Supremasinya Hendak Diruntuhkan, Sejak “Anasir Kiri” Berkembang di Nusantara
IMNEWS.ID – PERJALANAN sejarah sebuah peradaban, yang terus berubah dari zaman ke zaman, faktanya selalu diikuti sisi gelap atau negatifnya sebagai sebuah keniscayaan adanya dua hal yang bertolak-belakang. Tak beda dengan zaman peradaban Sunan Kudus dan Sunan Muria di abad 14-15, ketika menjalankan tugas syi’ar, untuk “merubah” suasana kehidupan spiritual masyarakat Jawa.
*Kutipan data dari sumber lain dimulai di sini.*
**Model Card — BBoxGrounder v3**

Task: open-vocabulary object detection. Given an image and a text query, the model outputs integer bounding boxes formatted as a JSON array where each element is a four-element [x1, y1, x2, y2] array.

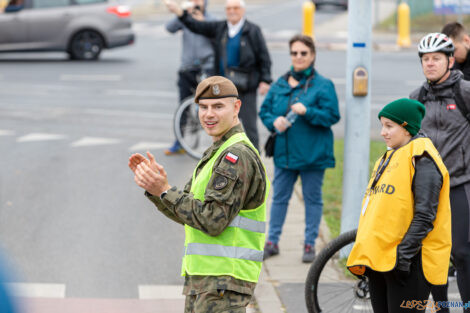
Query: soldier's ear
[[233, 98, 242, 115]]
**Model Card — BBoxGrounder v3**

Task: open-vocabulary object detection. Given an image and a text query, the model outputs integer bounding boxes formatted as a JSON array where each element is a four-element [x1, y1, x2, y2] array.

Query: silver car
[[0, 0, 134, 60]]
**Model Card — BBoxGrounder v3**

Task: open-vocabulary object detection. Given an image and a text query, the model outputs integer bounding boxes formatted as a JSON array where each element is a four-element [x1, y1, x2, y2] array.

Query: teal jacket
[[259, 71, 340, 170]]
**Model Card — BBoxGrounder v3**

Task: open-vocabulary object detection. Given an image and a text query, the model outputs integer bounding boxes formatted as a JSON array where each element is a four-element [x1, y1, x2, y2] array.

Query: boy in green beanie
[[347, 99, 451, 313]]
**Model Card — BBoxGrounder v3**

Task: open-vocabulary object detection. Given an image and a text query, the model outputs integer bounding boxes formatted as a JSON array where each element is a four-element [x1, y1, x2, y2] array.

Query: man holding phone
[[165, 0, 215, 155]]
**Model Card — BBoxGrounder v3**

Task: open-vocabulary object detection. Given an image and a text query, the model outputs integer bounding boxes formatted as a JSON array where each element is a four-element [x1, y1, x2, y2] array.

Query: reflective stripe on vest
[[186, 243, 263, 262], [229, 215, 266, 234]]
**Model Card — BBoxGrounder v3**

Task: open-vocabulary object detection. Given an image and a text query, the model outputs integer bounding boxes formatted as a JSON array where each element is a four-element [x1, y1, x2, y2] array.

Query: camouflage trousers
[[184, 290, 251, 313]]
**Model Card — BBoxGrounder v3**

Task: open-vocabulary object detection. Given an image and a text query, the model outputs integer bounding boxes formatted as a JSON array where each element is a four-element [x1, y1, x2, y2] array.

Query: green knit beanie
[[379, 98, 426, 136]]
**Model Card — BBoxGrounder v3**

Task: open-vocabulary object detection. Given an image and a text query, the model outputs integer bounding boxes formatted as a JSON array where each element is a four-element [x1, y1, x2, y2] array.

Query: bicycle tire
[[305, 230, 372, 313], [173, 97, 212, 160]]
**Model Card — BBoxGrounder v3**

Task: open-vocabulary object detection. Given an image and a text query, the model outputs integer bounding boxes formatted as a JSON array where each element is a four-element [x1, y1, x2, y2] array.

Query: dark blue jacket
[[259, 71, 340, 170]]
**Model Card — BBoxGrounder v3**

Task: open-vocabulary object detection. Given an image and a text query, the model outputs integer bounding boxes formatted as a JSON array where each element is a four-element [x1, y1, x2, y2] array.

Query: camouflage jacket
[[146, 124, 266, 295]]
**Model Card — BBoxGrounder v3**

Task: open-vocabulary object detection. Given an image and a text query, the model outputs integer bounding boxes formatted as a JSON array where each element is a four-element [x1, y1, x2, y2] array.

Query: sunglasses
[[290, 51, 308, 57]]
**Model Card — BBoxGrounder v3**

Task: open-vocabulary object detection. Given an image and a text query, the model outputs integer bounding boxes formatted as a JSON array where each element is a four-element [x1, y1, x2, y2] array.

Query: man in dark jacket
[[165, 0, 215, 155], [442, 22, 470, 80], [410, 33, 470, 310], [165, 0, 272, 148]]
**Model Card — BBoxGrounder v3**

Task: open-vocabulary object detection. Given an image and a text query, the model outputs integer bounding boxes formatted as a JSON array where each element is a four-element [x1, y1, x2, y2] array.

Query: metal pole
[[302, 0, 315, 37], [341, 0, 372, 233]]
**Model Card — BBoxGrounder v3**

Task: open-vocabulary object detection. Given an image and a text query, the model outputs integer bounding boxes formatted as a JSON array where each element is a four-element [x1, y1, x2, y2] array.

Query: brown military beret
[[194, 76, 238, 103]]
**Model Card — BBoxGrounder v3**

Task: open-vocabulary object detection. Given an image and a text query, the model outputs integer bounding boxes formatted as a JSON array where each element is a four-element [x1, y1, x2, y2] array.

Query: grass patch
[[377, 13, 470, 33], [323, 139, 386, 238]]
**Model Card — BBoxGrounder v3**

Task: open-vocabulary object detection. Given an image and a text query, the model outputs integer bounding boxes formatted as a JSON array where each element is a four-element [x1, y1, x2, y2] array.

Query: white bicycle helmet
[[418, 33, 454, 57]]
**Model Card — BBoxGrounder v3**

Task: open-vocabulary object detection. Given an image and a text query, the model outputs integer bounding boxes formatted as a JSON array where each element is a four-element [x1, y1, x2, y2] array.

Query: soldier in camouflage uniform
[[129, 76, 269, 313]]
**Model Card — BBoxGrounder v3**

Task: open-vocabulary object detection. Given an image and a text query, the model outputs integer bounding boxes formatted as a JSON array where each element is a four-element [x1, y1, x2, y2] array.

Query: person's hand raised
[[163, 0, 184, 17], [129, 152, 171, 196]]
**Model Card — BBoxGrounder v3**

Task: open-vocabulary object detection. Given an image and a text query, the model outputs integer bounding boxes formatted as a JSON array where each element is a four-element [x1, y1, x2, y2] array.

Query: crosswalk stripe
[[6, 283, 65, 298], [129, 141, 171, 151], [0, 129, 14, 136], [16, 133, 65, 142], [70, 137, 119, 147], [59, 74, 122, 82], [139, 285, 185, 300]]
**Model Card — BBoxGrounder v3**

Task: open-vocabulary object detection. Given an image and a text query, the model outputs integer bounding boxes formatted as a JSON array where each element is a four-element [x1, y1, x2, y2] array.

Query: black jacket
[[396, 133, 443, 272], [453, 51, 470, 80], [410, 70, 470, 188], [180, 11, 272, 90]]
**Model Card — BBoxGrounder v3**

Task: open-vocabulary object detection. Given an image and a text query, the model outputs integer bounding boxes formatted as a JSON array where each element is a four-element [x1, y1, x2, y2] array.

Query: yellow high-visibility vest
[[347, 138, 452, 285], [181, 133, 269, 283]]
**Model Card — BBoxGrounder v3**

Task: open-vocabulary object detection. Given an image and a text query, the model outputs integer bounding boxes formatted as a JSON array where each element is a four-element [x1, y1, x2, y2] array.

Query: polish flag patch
[[225, 152, 238, 164]]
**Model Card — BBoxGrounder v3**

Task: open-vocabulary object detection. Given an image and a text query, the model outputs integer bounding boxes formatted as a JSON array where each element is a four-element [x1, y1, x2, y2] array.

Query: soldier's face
[[198, 98, 241, 141]]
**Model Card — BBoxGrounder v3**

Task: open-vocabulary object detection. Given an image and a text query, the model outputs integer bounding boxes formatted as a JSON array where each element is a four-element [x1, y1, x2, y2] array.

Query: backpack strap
[[452, 80, 470, 123]]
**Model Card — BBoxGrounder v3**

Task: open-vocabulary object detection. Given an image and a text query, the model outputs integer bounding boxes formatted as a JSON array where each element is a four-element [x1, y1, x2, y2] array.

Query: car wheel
[[69, 30, 104, 60]]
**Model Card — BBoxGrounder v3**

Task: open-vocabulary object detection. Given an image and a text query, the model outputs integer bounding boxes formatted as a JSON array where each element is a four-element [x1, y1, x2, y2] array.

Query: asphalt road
[[0, 1, 428, 304]]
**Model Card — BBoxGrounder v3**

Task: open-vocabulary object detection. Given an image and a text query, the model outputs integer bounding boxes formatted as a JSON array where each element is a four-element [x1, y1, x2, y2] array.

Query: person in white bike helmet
[[410, 33, 470, 312]]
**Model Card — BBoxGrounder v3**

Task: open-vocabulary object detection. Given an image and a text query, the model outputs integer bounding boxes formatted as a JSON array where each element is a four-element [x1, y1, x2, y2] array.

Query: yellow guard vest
[[347, 138, 451, 285], [181, 133, 269, 283]]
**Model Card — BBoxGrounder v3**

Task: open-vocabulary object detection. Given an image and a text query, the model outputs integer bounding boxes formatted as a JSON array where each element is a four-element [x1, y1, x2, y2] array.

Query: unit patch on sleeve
[[213, 175, 228, 190], [225, 152, 238, 164]]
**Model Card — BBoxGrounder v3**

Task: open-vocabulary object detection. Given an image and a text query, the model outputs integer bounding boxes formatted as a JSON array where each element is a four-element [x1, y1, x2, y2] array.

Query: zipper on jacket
[[286, 127, 290, 168]]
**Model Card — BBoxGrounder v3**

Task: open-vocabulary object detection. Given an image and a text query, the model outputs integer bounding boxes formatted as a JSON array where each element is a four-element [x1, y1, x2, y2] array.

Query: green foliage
[[323, 139, 386, 238], [377, 13, 470, 33]]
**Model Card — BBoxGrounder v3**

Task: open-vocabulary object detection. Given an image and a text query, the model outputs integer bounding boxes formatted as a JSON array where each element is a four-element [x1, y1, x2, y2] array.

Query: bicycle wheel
[[305, 230, 373, 313], [173, 97, 212, 160]]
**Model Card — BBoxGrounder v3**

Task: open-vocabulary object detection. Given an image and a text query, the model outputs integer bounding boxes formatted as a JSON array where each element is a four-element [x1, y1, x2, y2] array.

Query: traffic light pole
[[341, 0, 372, 233]]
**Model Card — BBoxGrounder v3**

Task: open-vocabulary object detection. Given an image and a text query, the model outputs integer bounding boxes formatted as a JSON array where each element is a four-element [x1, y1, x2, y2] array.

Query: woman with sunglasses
[[259, 35, 340, 263], [347, 98, 451, 313]]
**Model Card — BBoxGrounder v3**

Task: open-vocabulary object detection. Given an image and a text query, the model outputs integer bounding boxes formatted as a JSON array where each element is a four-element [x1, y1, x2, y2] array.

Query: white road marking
[[6, 283, 65, 298], [0, 129, 14, 136], [129, 141, 171, 151], [70, 137, 119, 147], [60, 74, 122, 81], [16, 133, 65, 142], [83, 109, 173, 120], [105, 89, 177, 99], [139, 285, 185, 300], [405, 79, 424, 88]]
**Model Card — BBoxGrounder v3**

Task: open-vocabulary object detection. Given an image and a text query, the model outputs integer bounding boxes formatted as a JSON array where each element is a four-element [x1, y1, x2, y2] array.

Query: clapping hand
[[128, 152, 171, 196]]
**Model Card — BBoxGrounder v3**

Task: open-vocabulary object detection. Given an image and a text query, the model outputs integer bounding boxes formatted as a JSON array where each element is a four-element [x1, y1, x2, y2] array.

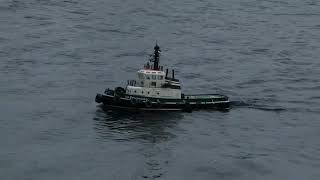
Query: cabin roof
[[138, 69, 165, 75]]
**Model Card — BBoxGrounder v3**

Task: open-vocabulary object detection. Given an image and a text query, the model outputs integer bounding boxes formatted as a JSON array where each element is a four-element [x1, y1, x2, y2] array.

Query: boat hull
[[95, 92, 230, 112]]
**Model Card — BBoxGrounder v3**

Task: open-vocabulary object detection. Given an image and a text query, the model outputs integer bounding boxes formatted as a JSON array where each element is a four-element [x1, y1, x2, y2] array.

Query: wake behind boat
[[95, 44, 230, 112]]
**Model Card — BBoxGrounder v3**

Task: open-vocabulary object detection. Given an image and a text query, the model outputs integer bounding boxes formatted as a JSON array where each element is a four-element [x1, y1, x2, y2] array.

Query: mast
[[153, 44, 161, 70]]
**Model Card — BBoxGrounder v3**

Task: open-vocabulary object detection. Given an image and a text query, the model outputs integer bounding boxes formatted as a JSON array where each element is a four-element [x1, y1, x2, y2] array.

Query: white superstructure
[[126, 69, 181, 99]]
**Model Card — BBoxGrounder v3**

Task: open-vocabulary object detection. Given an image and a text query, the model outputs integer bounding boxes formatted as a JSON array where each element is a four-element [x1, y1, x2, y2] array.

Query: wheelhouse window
[[152, 75, 157, 80]]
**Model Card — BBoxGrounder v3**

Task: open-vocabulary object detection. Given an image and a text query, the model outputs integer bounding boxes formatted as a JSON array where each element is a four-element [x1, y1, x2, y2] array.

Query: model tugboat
[[95, 44, 230, 112]]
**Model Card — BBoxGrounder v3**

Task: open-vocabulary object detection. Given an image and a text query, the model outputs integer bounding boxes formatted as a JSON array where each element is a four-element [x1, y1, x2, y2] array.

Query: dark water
[[0, 0, 320, 180]]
Semua yang bertolak-belakang dalam sebutan “plus-minus”, “negatif-positif”, “baik-buruk”, “gelap-terang” dan sebagainya, tentu akan ada, terus ada dan tetap ada sebagaimana dunia diciptakan Tuhan YME atau Allah SWT, Sang Hyang Widhi Wasa atau Sang Hyang Tunggal. Atas dasar itu, zaman peradaban Jawa sejak abad 8-pun jelas tak luput dari berbagai sebutan itu.
Dalam terminologi itu, ajaran Islam masuk ke wilayah Kudus dan sekitarnya, termasuk Jepara sebagai wilayah pembentukan Budaya Jawa sejak sebelum abad 8. Syi’ar agama mulai abad 14 diefektifkan 9 tokoh “Wali Sanga”, di tahun/zaman berbeda, yang bertujuan untuk membawa masyarakat yang “serba tidak baik di sisi lawan”, berubah menjadi manusia yang baik.
Masyarakat yang dipersepsikan berada di sisi lawan yang serba tidak baik itu, Gus Muwafiq menolak sebutan/istilah masyarakat zaman “jahilliyah”. Penegasan itu diucapkan tokoh ulama asal Sleman (DIY), di acara haul wafat Sultan Agung (Raja ke-3 Kraton Mataram) yang digelar “Bebadan Kabinet 2004” di Pendapa Pagelaran, beberapa waktu lalu.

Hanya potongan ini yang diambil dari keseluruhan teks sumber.